KELLY: I'll leap in to clarify. COVAX, this is the World Health Organization, the WHO's, grand plan to get vaccines to lower-income countries.
FRAYER: That's right, and the Serum Institute was supposed to be the biggest supplier for that. COVAX and many other countries have ordered vaccines from Serum, in some cases paid for them, but the deliveries have been delayed. And, you know, that includes countries like Nepal, in the middle of its worst COVID wave. Its health system is collapsing. It had one initial batch of vaccines from Serum. Now, it can't get more. Also, African countries that are looking at this horrible COVID wave in South Asia want to use this time to vaccinate their domestic populations in case it, you know, jumps there, and they can't get doses. The African Union's special envoy for vaccines told the Financial Times he's beyond anger at the Serum Institute right now.
KELLY: Well, and how did we get here? How did the world's biggest vaccine producer end up running out of vaccines?
FRAYER: So Serum is a small family business. It specializes in childhood immunizations, things like measles, tetanus. And the company actually says two-thirds of the world's children get their vaccines. And their thing is really mass producing these vaccines at low profit margins, which was great. That's what the world needed when the pandemic began.
But Serum has had this fall from grace that has a lot to do with India's miscalculations. India last year didn't get COVID as bad as the U.S. and Europe did, and so it didn't order enough vaccines for the domestic population. It did start vaccinating people here in January, but, you know, I went to vaccine centers then, and they were empty. You know, people didn't see the urgency.
The irony is that India is in the world's biggest COVID wave now, and it desperately needs those vaccines. And it started importing Russia's Sputnik vaccine to India. And some of the countries like Nepal or Bangladesh that have counted on the Serum Institute now may turn to China's vaccines if they can get those quicker.
KELLY: You know, I'm not sure I knew that the company that is the world's biggest vaccine producer was in India and that the rest of the world was so reliant on it.

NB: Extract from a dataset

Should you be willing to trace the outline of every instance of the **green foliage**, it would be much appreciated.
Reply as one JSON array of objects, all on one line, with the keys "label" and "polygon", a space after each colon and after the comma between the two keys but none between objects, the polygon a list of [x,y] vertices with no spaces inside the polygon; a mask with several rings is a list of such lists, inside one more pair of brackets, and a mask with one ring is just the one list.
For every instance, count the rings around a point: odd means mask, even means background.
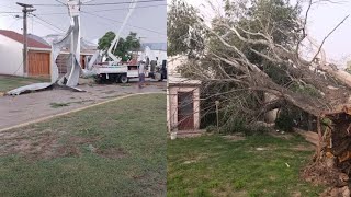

FRAYER: Yeah. I mean, it was a case of putting all your eggs in one basket is what we know in hindsight now. But I toured the Serum Institute's factory back in March, and this was when the company was being celebrated. Indians were really proud. The Serum Institute said it was ramping up production to 100 million doses per month, but they never achieved that. They got stuck around 60 or 70 million a month.
And Indians, I should say, are angry, too because when COVID flared here and these shortages became clear, the Serum CEO hopped a private jet out of India to the U.K. And so the optics are really bad. You know, Indians are dying by the thousands every day. Actually today, the government confirmed the deadliest 24 hours here since the pandemic began. And, you know, the CEO of their vaccine supplier has fled the country.
KELLY: Well, NPR's Lauren Frayer in Mumbai, thank you for your reporting.